Moradora de uma comunidade na Zona Oeste, X. usava um espaço em seu quintal para aumentar a renda familiar, cuidando da estética de pés e mãos de suas clientes. A manicure, no entanto, foi obrigada a fechar o seu negócio. A interrupção foi uma determinação de milicianos. Eles não autorizaram que X. explorasse a atividade na região, já entregue pelo bando a outras pessoas mediante pagamentos quinzenais de R$ 50. A cobrança que permite a exploração do serviço é apelidada por moradores de “taxa da beleza”.

A exigência é apenas uma das novas formas de arrecadação estipuladas pelo crime organizado em comunidades da Zona Oeste do Rio e da Baixada Fluminense que têm sido investigadas pela polícia. Informações recebidas pela Promotoria de Investigação Penal de Itaguaí, por promotores do Grupo de Atuação Especializada no Combate ao Crime Organizado (Gaeco) e ainda por policiais da Delegacia de Repressão às Ações Criminosas Organizadas e Inquéritos Especiais (Draco-IE) revelam que, para expandir o lucro com negócios irregulares, tanto a milícia como o tráfico têm estipulado cobranças variadas em territórios controlados respectivamente pelos dois grupos criminosos.

Até 10% da venda

As áreas deste tipo de atuação são favelas de Jacarepaguá, Itanhangá, Bangu e Santa Cruz, na Zona Oeste do Rio, e ainda em localidades de Nova Iguaçu, Seropédica, Itaguaí e Queimados, na Baixada Fluminense. Entre as novas práticas de extorsão estão a obrigatoriedade de recebimento de até 10% sobre a venda de imóveis em algumas comunidades. A modalidade ganhou o apelido de “ITBI do crime”, numa referência ao Imposto de Transmissão de Bens Imóveis, cobrado por prefeituras para a transferência de propriedade de uma pessoa para outra.

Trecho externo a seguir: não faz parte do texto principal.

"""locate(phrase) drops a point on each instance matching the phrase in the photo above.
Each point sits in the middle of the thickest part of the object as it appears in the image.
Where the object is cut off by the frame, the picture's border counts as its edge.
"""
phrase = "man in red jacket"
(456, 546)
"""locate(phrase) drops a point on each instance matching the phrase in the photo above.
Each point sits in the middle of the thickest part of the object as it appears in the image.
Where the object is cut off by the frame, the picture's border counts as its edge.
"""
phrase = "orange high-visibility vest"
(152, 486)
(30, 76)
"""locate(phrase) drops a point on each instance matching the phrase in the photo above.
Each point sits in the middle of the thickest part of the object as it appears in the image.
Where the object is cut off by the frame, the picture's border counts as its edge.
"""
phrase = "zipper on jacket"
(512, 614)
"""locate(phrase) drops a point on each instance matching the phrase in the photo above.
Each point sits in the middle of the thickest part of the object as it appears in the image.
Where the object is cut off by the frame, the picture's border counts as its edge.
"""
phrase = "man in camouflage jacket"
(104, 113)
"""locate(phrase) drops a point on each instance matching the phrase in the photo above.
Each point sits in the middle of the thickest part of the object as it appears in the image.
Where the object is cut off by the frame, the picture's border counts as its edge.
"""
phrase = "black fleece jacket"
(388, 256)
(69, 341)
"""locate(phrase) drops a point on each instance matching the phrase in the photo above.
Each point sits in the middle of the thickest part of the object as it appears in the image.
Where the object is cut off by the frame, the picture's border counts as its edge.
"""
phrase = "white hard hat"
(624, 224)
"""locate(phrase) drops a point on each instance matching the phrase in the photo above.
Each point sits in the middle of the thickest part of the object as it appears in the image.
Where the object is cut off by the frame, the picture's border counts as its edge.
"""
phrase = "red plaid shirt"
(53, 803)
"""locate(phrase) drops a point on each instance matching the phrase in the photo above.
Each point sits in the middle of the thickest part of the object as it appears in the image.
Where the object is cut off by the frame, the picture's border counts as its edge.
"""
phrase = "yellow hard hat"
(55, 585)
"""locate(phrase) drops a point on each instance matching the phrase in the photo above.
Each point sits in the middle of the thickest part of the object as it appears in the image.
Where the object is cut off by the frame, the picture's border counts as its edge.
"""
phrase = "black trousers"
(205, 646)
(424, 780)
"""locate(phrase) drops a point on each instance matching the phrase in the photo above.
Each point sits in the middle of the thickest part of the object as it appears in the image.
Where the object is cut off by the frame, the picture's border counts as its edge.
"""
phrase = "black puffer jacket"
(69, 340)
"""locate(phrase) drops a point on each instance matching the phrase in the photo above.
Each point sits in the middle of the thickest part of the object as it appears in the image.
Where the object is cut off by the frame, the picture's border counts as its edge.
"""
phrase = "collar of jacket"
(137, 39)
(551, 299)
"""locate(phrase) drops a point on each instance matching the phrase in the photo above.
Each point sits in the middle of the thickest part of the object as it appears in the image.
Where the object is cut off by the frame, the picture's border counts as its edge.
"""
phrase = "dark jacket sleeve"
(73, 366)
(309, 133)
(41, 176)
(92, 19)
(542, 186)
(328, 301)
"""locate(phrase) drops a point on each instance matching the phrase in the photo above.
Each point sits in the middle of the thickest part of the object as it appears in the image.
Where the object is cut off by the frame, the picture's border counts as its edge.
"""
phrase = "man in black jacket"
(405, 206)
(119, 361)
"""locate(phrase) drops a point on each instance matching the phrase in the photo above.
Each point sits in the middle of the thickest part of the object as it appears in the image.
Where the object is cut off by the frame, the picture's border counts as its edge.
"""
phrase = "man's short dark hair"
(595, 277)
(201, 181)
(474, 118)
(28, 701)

E não é só. As denúncias também relatam a existência de taxas para permitir o funcionamento de placas solares em áreas rurais. A cobrança semelhante à de um IPTU (Imposto Predial e Territorial Urbano cobrado por cada município) pode chegar a R$ 5 mil por ano. Quem não paga tem o equipamento destruído por milicianos ou traficantes.

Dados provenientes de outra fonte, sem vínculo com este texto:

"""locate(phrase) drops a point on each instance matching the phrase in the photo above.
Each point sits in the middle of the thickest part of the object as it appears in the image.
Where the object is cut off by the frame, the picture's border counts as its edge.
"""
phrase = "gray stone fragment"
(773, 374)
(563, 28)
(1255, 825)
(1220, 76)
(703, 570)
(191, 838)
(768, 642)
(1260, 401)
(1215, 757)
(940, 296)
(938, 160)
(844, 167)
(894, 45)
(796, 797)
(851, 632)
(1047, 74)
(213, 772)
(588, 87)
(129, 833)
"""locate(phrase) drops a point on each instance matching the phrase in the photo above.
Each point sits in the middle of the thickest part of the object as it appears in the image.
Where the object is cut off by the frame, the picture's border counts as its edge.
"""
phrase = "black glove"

— Tudo é feito para angariar dinheiro. Tanto o tráfico como a milícia fazem o mesmo. Se entendem que um produto é lucrativo, eles (bandidos) escolhem fornecer o produto com monopólio ou cobrar taxas de quem o comercializa — explicou um agente que investiga a prática.

‘Taxa de ajuda’

Outra cobrança imposta pelo crime é a “taxa de ajuda”. Trata-se de um tipo de extorsão praticado contra moradores na Zona Oeste e que já vigora em algumas localidades, como uma favela de Bangu.

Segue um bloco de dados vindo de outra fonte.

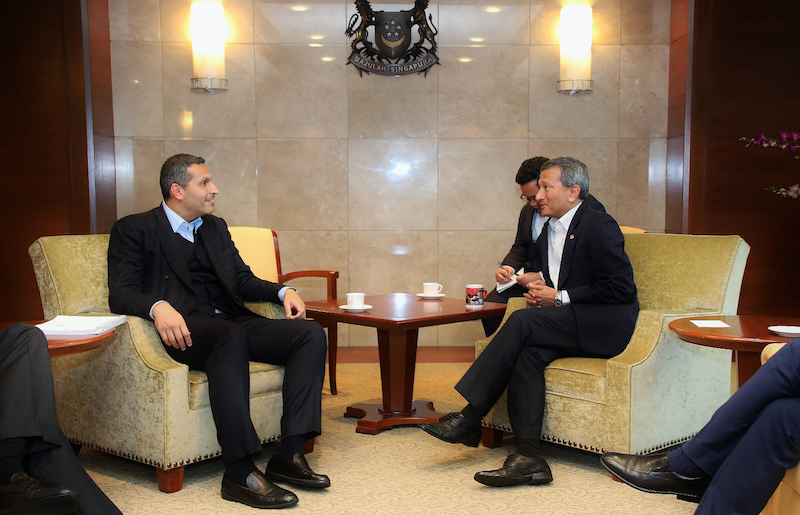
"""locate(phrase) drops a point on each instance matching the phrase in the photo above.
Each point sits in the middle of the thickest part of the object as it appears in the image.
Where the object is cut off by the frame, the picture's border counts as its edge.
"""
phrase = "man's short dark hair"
(174, 171)
(573, 172)
(530, 169)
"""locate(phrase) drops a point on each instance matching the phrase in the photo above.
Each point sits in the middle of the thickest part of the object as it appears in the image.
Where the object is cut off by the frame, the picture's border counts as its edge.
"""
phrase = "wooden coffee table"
(398, 318)
(747, 336)
(66, 345)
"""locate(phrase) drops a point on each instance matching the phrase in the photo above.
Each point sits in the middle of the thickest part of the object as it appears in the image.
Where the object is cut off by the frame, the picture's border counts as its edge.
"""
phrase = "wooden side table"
(66, 345)
(746, 335)
(398, 318)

— De ajuda não tem nada. É apenas mais uma taxa imposta pelos criminosos. Há uma investigação em curso sobre isto — disse outro policial.

Levantamento feito pelo Disque Denúncia (2253-1177) também mostra o incremento e a expansão das extorsões praticadas por traficantes e milicianos na Região Metropolitana. Só entre 2022 e fevereiro de 2025 foram recebidas 1.383 denúncias de cobranças irregulares em comunidades de Santa Cruz e nas cidades de Seropédica e Itaguaí.

Entre essas informações nas regiões citadas, estão extorsões praticadas contra moradores de condomínios de conjuntos habitacionais. Em alguns casos, as vítimas chegam a pagar um valor total mensal de até R$ 4 mil. Assim, a milícia ou tráfico, conforme o respectivo território controlado, proíbe a entrada de funcionários de concessionárias de serviços públicos e passa a cobrar taxas de fornecimento de luz e também de água.

Alguns rostos conhecidos estão por trás das novas cobranças, de acordo com a Polícia Civil e com o Ministério Público do Rio de Janeiro. Em Santa Cruz, Campo Grande e em parte de Itaguaí, as extorsões são executadas por remanescentes do bando de Luiz Antônio da Silva Braga, o Zinho, que se entregou à Polícia Federal em dezembro de 2023. Um dos responsáveis por assumir uma parte dos negócios de Zinho é o miliciano Paulo David Guimarães Ferraz da Silva, o Naval. Segundo investigações da Draco, ele chefia a milícia nas favelas do Aço e de Antares, em Santa Cruz.

Já as cobranças em territórios dominados pelo CV seriam ordenadas por Edgar Alves de Andrade, o Doca ou Urso. Apontado como da cúpula do Comando Vermelho, ele é considerado foragido da Justiça.